26 July 2013 08:43 [Source: ICB]
Bullishness on ethylene and reliance on domestic material during shutdowns support prices
The price of spot monoethylene glycol (MEG) in Europe has been relatively flat for weeks, but seems to have turned a corner and is increasing, sources said on 19 July.
"I have the impression that the market has completely changed because for the past six or seven days, there have been a number of questions for additional product and spot purchases," a producer said.
Prices for MEG - used in antifreeze - may be warming up
Copyright: Rex Features
Some players are now talking about levels just over €800/tonne, although just below also still exists.
"Everyone is talking the price up, that's for sure," a buyer said.
Bullishness in upstream ethylene and considerable reliance on domestic material during shutdowns, as well as contracted imports, are supporting the idea of a price increase.
"It's very clear that there is zero liquidity below €800/tonne and that sellers are fully anticipating some significant upside based on a higher August contract price," according to a trader.
Truck prices have not followed the uptrend quite yet. Free carrier (FCA) NWE full truck loads have varied only slightly within a range of €790-820/tonne since early May.
Offers are already out at €830-840/tonne, but success at this level is so far limited.

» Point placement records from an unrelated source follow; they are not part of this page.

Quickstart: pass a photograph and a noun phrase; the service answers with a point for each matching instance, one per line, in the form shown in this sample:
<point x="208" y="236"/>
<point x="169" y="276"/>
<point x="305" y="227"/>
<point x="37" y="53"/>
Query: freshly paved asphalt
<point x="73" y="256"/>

"For August I'm expecting price increases," a second producer said, echoing comments made by other buyers and sellers.
LATE SUMMER STRUGGLES
It has been a tough peak season for the downstream polyethylene terephthalate (PET) industry. A late summer and economic malaise put negative pressure on sales volumes, which have only recently started to pick up.
However, demand for MEG into antifreeze is much improved compared with recent months when the market was in the doldrums.
"The spot request level is still firm on bulk and truck," according to a third seller.
The MEG industry has been running on relatively low inventories because the market has been bearish and flat.
Availability is balanced-to-tight, according to buyers and sellers. Recent and forthcoming scheduled shutdowns, as well as unplanned outages, compound the situation.
Europe is a net importer and imports have been scarce up until now.
"When we looked for material, European availability is not really there. People are pretty sold out and if [they] sell more look for [higher] prices," a buyer from the coolant sector said recently.
While bulk price ideas are concentrated around the top of previous ranges and in some cases, surpass them, it remains unclear whether they will increase further once August gets under way.
"Some are convinced prices are moving up and another group who sees the market more stable or it might go up at the beginning of August and down at the end of August, because demand is not as strong as expected," a trader said.